This fall, student dissidents were expected to create more chaos on more campuses than ever. But they have failed to disrupt the University of California at Berkeley, where the wave of rebellion began four years ago. Last week a call for a campus-wide strike was heeded by less than 20% of Berkeley’s 28,000 students, even though the activists had an issue far more provocative than anything enjoyed by Mario Savio and his 1964 Free Speech Movement.
The rebels’ cause was a ruling by the California regents that Black Panther Leader Eldridge Cleaver could not deliver ten lectures for a credit course on racism. This decision clearly violated powers over curriculum that had been held by the faculty since the 1920s. To the students, the regents also appeared to be trying to restrain the expression of Black Power sentiment. The course, Social Analysis 139X, was de-signed to let Cleaver have his say; but his arguments were to be dissected in section meetings by full-time professors. The regents decided that the course could not be given for credit.
Full Credit. The faculty protested the decision and recommended that full credit be given for the course. Chancellor Roger Heyns backed up the professors and advised that Cleaver could give the ten lectures while talks with the regents on the credit question continued. To militant students, the regents’ curtailment of the Cleaver course amounted to a politically motivated interference with academic freedom. Uni-versity administrators feared a worse disruption than in 1964. Several thousand aroused students attended a meeting to organize a protest movement. Opposed to any strong central authority, even in their own cause, they split into small groups, and their organizational meetings degenerated into bickering over goals and tactics. The rebels might have been able to marshal more support if they had faced an unreceptive administration. But Heyns readily agreed to meet with the protesters and expressed his concern about the regents’ anti-Cleaver decision—although he also warned that he would not tolerate any campus disorder.
Retrieving Books. True to his word, Heyns called in campus police to arrest 105 students who had occupied Sproul Hall for ten hours. The students did not resist arrest and the cops were so polite that one demonstrator was even led back inside to retrieve his forgotten books. When more militant demonstrators next occupied Moses Hall, damaging furniture and files, Heyns got tougher. He summoned off-campus cops to grab 72 of them in a predawn raid; although they submitted meekly, he immediately suspended all of them. The protesters then issued their call for a strike by students and faculty but had trouble even getting enough supporters to man picket lines.
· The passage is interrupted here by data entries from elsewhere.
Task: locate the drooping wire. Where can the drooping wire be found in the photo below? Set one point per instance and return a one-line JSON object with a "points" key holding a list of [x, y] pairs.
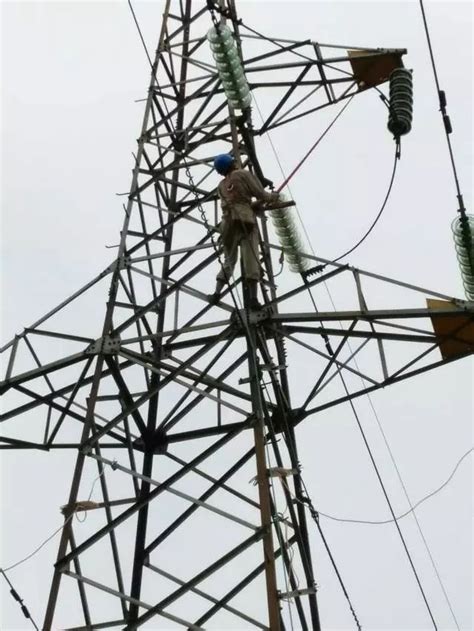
{"points": [[378, 475], [320, 268], [307, 503], [412, 508], [63, 525], [20, 601], [382, 208], [3, 571]]}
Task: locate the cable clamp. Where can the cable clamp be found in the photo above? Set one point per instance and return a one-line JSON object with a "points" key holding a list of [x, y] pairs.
{"points": [[296, 593], [83, 505], [281, 472]]}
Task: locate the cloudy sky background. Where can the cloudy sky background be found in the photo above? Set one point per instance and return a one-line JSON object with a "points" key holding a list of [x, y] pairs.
{"points": [[71, 73]]}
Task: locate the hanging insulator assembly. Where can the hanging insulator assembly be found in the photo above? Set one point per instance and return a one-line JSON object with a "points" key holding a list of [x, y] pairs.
{"points": [[401, 102], [290, 238], [229, 66], [463, 230]]}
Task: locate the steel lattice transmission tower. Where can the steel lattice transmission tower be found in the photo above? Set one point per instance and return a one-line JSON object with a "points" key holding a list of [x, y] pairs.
{"points": [[177, 403]]}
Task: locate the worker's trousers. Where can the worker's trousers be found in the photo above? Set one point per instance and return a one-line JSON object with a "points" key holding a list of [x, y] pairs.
{"points": [[235, 233]]}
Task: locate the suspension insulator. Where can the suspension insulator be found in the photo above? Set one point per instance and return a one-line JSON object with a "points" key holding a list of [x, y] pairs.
{"points": [[290, 238], [229, 66], [401, 102], [463, 230]]}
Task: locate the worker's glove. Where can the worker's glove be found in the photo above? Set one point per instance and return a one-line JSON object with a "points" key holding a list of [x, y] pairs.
{"points": [[274, 197], [257, 207]]}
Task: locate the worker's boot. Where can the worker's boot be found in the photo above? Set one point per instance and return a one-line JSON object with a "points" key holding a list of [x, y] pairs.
{"points": [[214, 298]]}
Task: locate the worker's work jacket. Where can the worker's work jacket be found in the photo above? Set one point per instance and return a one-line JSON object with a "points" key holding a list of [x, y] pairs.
{"points": [[236, 191]]}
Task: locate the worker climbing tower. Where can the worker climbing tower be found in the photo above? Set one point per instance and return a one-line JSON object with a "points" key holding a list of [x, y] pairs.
{"points": [[173, 403]]}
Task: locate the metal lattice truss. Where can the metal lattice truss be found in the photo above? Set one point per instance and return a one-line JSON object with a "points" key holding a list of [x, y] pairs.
{"points": [[174, 403]]}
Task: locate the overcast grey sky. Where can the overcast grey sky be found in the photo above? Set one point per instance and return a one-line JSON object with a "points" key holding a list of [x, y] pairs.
{"points": [[71, 72]]}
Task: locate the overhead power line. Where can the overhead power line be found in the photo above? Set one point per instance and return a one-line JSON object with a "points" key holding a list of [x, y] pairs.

Berkeley’s relative calm, despite a potentially explosive issue, was a tribute to the skill of Chancellor Heyns in pacifying key groups on campus. Since taking office in 1965, Heyns has been able to isolate the more militant groups by dealing firmly with extremist tactics, while remaining open to orderly protest. He has been helped by the fact that Students for a Democratic Society is surprisingly weak at Berkeley, while other militants refuse to coalesce behind any single leader.
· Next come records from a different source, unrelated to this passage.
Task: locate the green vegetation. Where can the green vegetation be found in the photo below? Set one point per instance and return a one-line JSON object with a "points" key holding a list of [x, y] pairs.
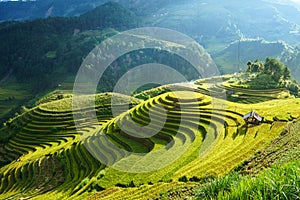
{"points": [[270, 74], [47, 134], [41, 52], [276, 183]]}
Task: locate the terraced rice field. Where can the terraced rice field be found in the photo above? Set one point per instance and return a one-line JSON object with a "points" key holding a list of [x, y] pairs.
{"points": [[174, 136], [242, 95]]}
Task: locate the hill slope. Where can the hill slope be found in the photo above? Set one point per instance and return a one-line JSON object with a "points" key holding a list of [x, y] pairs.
{"points": [[43, 143]]}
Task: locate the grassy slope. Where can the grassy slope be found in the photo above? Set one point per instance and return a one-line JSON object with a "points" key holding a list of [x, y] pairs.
{"points": [[20, 95]]}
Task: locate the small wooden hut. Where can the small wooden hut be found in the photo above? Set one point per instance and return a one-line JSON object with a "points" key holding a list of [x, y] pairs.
{"points": [[253, 118]]}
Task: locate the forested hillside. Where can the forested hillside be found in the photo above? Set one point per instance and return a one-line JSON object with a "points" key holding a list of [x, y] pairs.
{"points": [[44, 51]]}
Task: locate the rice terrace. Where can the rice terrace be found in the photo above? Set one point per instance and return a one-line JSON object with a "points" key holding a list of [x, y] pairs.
{"points": [[219, 120]]}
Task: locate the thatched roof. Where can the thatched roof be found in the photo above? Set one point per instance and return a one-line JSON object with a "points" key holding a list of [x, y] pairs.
{"points": [[253, 114]]}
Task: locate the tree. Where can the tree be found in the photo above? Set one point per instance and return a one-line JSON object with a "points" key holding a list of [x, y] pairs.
{"points": [[286, 73], [274, 68]]}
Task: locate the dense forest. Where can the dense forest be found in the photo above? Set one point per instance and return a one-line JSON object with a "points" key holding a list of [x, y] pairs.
{"points": [[43, 50]]}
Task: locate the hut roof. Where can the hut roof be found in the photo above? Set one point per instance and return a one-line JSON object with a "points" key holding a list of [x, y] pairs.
{"points": [[253, 114]]}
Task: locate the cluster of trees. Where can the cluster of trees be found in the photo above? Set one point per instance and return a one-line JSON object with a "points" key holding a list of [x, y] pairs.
{"points": [[273, 67], [271, 74]]}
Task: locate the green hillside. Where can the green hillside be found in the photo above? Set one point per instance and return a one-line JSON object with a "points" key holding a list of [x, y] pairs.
{"points": [[43, 155]]}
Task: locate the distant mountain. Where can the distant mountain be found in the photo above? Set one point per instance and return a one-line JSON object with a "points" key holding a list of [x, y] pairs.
{"points": [[218, 26], [28, 10], [43, 51]]}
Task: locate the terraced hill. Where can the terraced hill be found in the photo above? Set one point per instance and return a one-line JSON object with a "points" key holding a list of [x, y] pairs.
{"points": [[170, 138]]}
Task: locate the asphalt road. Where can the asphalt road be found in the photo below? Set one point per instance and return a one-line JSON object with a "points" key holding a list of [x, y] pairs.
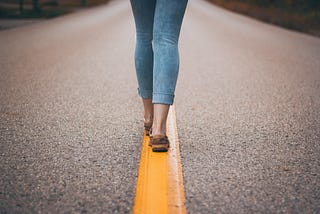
{"points": [[247, 105]]}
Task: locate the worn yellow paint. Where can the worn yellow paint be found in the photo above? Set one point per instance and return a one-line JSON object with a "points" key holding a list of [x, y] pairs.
{"points": [[160, 183]]}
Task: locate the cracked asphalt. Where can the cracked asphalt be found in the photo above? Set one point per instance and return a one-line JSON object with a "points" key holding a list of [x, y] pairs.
{"points": [[247, 104]]}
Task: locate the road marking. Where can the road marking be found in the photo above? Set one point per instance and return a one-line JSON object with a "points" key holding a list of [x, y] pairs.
{"points": [[160, 182]]}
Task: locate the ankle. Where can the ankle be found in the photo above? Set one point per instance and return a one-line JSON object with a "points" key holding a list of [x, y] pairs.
{"points": [[158, 130]]}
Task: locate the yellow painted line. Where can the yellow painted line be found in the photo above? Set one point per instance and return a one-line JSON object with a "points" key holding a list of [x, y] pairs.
{"points": [[160, 182]]}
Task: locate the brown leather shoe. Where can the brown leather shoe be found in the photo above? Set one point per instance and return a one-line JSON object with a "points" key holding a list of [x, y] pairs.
{"points": [[159, 143]]}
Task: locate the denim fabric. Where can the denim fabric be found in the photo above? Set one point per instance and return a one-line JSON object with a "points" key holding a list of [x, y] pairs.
{"points": [[158, 24]]}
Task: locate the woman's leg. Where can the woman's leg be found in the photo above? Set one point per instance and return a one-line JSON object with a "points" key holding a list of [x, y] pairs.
{"points": [[143, 11], [167, 24]]}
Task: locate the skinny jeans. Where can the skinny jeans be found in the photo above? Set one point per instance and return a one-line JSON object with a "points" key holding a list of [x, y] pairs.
{"points": [[158, 24]]}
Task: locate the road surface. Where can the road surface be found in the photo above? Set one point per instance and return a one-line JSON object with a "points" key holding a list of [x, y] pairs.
{"points": [[247, 104]]}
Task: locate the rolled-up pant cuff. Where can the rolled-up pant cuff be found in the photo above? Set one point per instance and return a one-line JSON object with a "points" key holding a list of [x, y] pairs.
{"points": [[145, 94], [162, 98]]}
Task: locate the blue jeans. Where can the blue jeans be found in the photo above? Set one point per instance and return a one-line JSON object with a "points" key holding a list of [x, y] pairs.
{"points": [[158, 24]]}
In the current case, Heyns’ stand against political interference earned faculty support. His open-door policy of reasonable dialogue disarmed the dissidents and won broad student sympathy. His crackdown on the sit-in demonstrators pleased the regents without antagonizing the moderate majority of students. The radicals might yet find a way to use the unresolved Cleaver case to inflame the university. But the encouraging point of the restraint at Berkeley—reinforced by rejections of confrontation politics this fall at N.Y.U. and Columbia—may be a growing student awareness that change can be more quickly achieved by cooperating with tolerant administrators than by resorting to force and inviting repression.